Après une semaine printanière, l’hiver est de retour en France. Les premiers flocons sont venus blanchir les plaines et les villes au matin du vendredi 1er avril. «C’est bien une offensive hivernale, analyse Pascal Scaviner, responsable du service Prévisions pour La Chaîne météo*. Nous allons vivre quelques jours un temps du mois de janvier, avec en moyenne des températures cinq degrés inférieures à celles de saison.» Pour le spécialiste, «cela va se dégrader jusqu’à lundi», laissant craindre de fortes gelées en plaines.

Ce phénomène de gel en début de printemps est «inhabituel mais pas exceptionnel». Déjà, en 1991, 2001, 2005, 2008, 2013, 2018 et 2019, un manteau blanc avait recouvert les sols durant les premiers jours d’avril. Il n’est pas moins source d’angoisse pour les agriculteurs. «Avec le gel, on peut tout perdre», témoigne David Feuillette, propriétaire de pommiers et de poiriers à Bonny-sur-Loire (Loiret).
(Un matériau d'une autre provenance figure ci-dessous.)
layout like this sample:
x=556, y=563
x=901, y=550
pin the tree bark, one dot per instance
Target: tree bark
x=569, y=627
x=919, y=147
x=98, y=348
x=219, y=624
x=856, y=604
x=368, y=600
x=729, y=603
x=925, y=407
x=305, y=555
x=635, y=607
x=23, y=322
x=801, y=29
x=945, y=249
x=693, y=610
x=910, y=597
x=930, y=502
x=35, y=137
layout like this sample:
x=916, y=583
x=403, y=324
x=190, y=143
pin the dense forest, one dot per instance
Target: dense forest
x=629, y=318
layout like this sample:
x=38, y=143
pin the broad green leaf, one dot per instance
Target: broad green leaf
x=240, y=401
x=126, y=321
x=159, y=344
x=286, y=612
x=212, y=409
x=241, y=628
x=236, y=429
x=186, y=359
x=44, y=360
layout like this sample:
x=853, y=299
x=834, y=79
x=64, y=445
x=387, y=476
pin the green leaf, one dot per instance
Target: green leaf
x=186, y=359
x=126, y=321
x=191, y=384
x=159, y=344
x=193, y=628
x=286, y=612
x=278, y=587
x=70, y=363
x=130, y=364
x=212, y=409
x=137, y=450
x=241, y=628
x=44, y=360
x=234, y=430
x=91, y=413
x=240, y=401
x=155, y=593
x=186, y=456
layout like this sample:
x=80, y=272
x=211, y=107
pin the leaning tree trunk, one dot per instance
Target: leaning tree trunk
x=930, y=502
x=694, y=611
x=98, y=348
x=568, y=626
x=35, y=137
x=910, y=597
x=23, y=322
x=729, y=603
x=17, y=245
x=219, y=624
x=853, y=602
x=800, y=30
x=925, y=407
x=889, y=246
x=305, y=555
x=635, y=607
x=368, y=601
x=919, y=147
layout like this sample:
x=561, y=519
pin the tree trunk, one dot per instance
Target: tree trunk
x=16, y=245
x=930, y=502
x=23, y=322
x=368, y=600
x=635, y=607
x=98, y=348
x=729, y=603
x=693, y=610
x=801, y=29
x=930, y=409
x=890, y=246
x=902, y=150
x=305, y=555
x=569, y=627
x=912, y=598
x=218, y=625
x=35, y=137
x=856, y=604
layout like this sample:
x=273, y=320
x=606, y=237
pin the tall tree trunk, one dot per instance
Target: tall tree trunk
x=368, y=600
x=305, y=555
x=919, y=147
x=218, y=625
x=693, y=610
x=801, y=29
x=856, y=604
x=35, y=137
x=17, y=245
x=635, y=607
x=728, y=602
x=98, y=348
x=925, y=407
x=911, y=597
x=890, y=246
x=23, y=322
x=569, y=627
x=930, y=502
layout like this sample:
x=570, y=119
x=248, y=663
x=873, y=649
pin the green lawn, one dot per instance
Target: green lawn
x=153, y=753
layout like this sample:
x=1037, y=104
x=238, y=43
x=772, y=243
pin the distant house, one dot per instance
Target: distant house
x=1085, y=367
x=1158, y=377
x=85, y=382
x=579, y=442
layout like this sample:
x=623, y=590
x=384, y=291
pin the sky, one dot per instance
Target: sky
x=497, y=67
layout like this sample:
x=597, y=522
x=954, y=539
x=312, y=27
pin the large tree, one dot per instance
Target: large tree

Les souvenirs de nuits entières à veiller ses champs à l’aide d’une multitude de bougies hantent encore les agriculteurs.

Dans la nuit du 6 au 8 avril 2021, les propriétaires de vignobles ont veillé sur leurs cultures menacées par le gel. JEFF PACHOUD / AFP
Printemps 2022 : vers une catastrophe annoncée ?

À quelques heures des premiers flocons de neige, au vignoble d’Anne et de Louis Moreau, à Chablis, dans l’Yonne, l’heure est déjà aux préparatifs. Bougies, tours antigel – petites éoliennes qui brassent les différentes couches d’air – plaques chauffantes… «Tout est déjà installé». Le but est de réchauffer l’air aux pieds des plants de vignes. Jusqu’à lundi matin, le couple de viticulteurs, à la tête de 5500 hectares, va guetter d’un œil inquiet les températures : «On a déjà beaucoup souffert l’année dernière avec une perte importante de nos cultures, on ne peut pas se permettre de recommencer cette année».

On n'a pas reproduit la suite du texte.